Republicans in the South Carolina state Senate had the bright idea to write up a bill that would outlaw all abortions in the state (with the exception of cases involving rape, incest, or danger to the mother’s life), and they had the numbers to pass it. Which doesn’t mean, of course, that it would have immediately become law—legislative and legal obstacles remained. But it would have been a huge step to criminalizing a woman’s sovereignty over her own body, and it appeared all but inevitable that it would move forward.
Faced with that reality, the Democratic minority did the only thing they could—they filibustered. For two straight days:
State Sen. Marlon Kimpson, D-Charleston, held the floor for upwards of six hours as he filibustered the measure Thursday. He turned over the podium to state Sens. Margie Bright Matthews, D-Walterboro, and Fanning, who carried on the effort through the rest of the evening.
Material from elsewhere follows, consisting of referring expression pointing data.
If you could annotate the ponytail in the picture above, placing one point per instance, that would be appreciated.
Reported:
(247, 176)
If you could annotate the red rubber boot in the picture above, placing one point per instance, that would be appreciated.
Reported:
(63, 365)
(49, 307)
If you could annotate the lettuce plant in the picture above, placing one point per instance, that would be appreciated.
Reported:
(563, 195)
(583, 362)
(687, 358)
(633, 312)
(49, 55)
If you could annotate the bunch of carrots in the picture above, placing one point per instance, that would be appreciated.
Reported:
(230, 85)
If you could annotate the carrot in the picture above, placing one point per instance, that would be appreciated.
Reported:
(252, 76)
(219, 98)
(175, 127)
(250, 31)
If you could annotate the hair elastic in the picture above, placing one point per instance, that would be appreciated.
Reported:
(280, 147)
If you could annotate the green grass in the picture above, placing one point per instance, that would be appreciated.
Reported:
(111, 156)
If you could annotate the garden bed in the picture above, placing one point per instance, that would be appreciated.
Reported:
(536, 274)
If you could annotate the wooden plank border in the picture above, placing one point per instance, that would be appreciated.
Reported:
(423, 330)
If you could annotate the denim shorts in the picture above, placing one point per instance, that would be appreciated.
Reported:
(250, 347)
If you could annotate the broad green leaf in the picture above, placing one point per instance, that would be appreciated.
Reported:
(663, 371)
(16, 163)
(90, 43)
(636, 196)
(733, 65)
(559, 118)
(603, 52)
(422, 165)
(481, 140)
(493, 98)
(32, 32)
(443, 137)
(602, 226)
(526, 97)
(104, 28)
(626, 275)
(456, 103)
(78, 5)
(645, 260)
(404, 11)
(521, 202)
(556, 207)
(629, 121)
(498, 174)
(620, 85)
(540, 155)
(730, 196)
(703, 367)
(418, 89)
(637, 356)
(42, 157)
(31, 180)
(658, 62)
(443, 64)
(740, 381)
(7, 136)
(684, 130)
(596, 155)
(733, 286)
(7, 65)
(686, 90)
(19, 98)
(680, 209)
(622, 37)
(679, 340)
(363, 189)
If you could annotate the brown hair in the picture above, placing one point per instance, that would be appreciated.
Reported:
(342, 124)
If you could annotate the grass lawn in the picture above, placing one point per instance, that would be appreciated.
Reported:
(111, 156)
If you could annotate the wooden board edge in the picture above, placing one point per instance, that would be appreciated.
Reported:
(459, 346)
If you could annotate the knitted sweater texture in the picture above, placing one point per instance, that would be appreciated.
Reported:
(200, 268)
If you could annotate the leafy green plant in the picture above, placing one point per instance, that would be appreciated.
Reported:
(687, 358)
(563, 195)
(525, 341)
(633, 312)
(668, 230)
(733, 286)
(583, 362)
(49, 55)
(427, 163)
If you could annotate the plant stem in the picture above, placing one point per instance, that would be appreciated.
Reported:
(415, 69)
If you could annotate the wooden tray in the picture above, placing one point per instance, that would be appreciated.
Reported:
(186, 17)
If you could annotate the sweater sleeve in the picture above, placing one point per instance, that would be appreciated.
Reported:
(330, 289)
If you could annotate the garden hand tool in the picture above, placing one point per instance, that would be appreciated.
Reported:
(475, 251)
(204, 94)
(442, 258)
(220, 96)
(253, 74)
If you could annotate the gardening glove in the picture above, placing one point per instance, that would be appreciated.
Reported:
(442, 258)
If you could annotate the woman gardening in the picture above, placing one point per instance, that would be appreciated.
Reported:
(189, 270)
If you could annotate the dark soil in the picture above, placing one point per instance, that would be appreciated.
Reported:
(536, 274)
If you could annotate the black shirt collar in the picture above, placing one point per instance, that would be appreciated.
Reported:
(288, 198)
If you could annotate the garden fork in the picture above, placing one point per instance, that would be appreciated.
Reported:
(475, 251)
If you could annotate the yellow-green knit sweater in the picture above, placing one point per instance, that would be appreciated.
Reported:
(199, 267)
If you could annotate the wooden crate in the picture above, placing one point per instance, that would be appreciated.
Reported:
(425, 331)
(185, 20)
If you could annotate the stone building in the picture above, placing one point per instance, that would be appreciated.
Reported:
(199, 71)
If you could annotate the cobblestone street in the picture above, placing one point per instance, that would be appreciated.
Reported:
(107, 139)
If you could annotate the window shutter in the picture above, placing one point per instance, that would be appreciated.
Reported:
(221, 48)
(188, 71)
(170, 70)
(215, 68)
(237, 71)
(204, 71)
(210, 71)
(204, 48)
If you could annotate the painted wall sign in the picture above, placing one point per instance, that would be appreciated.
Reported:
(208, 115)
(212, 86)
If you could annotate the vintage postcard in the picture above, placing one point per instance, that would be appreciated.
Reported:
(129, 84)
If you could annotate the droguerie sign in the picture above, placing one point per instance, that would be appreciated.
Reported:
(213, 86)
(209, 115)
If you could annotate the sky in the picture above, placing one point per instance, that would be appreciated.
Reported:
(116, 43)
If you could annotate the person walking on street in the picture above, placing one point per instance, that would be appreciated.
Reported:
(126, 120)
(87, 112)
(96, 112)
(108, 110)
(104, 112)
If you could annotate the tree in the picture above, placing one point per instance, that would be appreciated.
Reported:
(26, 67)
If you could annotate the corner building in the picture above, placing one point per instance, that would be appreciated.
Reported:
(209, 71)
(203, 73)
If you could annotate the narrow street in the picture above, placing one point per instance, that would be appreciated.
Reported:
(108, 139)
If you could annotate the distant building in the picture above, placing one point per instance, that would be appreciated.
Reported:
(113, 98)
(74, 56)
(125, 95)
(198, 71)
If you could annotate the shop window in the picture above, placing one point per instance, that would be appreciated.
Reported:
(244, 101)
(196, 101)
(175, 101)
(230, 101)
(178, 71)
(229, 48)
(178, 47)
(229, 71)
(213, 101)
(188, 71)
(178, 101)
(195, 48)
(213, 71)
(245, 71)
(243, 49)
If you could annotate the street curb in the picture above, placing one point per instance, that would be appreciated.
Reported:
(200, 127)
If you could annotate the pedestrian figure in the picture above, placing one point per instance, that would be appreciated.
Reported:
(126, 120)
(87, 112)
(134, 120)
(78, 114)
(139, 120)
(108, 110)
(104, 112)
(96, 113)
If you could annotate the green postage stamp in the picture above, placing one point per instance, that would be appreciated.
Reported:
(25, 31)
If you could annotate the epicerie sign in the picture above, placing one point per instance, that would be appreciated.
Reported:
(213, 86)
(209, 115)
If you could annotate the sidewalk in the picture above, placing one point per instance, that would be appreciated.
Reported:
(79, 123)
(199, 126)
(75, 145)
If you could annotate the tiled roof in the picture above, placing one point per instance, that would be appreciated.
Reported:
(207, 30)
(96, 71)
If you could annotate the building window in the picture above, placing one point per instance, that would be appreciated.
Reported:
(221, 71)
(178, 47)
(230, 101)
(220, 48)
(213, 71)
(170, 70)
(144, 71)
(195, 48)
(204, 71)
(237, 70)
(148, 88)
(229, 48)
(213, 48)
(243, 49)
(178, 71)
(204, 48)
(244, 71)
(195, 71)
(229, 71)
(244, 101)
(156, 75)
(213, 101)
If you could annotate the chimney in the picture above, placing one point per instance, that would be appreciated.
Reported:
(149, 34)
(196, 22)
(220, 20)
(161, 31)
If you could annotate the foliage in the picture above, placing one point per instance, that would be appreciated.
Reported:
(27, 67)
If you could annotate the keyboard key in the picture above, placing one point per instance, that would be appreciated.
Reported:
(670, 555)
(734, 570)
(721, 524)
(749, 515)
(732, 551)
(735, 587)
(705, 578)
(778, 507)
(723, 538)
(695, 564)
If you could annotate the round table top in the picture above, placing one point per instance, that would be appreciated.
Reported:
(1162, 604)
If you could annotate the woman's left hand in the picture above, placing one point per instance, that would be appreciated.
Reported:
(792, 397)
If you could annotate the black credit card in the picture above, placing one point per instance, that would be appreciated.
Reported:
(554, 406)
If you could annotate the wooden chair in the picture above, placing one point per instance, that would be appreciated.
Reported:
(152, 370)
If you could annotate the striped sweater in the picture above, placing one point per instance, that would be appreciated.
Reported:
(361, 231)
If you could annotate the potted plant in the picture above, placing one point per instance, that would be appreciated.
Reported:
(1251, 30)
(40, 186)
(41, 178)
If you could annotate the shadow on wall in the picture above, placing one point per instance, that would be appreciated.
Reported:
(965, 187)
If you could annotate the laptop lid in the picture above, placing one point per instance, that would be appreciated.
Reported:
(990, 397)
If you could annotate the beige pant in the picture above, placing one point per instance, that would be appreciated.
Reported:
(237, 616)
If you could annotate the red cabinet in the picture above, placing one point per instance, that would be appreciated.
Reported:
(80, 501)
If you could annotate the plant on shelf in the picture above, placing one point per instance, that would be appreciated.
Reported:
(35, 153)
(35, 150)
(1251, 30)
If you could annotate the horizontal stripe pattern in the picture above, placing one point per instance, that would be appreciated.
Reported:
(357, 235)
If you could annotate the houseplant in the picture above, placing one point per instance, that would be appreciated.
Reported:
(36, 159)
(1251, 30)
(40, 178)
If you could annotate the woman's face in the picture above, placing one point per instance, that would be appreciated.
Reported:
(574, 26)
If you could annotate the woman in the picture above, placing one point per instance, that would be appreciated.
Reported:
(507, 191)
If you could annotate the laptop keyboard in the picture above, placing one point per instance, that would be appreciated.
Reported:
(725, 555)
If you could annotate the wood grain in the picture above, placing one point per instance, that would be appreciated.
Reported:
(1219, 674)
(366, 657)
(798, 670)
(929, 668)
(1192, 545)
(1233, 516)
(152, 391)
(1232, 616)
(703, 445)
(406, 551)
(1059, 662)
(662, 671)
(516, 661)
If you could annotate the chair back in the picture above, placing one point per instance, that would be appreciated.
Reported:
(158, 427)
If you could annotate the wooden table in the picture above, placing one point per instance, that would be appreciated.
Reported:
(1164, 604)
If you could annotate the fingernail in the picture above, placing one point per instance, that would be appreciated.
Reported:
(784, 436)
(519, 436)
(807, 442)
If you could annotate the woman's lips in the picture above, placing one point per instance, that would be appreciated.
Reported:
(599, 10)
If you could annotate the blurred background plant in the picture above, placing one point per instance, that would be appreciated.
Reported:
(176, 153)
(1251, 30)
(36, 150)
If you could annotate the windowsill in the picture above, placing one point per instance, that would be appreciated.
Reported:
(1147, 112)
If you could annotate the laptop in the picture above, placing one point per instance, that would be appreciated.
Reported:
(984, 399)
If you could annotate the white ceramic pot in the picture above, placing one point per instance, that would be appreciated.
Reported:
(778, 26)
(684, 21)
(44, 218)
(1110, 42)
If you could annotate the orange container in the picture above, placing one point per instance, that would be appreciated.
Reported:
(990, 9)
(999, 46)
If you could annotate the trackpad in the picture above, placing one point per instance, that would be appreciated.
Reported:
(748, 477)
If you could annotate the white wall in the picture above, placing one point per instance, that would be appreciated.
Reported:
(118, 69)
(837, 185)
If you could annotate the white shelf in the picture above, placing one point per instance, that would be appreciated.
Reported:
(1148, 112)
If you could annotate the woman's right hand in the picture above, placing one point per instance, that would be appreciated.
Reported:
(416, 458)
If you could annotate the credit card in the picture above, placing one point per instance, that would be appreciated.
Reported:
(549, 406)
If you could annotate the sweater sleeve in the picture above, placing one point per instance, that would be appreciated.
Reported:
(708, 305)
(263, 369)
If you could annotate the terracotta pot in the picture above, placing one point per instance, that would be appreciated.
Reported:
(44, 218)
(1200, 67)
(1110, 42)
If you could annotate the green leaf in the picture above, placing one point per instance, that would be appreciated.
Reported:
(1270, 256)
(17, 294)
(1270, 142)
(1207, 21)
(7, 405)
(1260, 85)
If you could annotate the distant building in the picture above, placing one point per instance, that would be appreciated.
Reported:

The vote to finally end the debate came close to 1 a.m. Friday morning.
It’s a rare “victory” for Democrats in the south, who are outnumbered in virtually all state houses, and though the bill isn’t dead, it’s been dealt a severe blow.
Republicans cracked in the end—five of them, to be precise, enough for a 24-21 vote to send it back to committee.
The Republicans who flipped even admitted that the solid show of unity from Democrats convinced them they were in for a hopeless fight:
By threatening to keep the Senate in Columbia over the weekend, Republicans hoped the Democrats would eventually give up on their stall tactics. But when none of them left after going deep into the night, Rankin said he feared the clock would run out on the session without passing either the abortion ban or any of the other bills they hope to take up.
“They were here en masse with no defection,” Rankin said of the Democrats.
In a time when many mainstream Democrats seem to think the best strategy for combating conservatism is to concede ground and strive for compromise—an enormous failure, by any measure—this episode will hopefully serve as a clarion call not just in South Carolina, but around the country. The lesson is clear: Fight on, fight relentlessly, and never say die even when you don’t have a chance. Because maybe you do.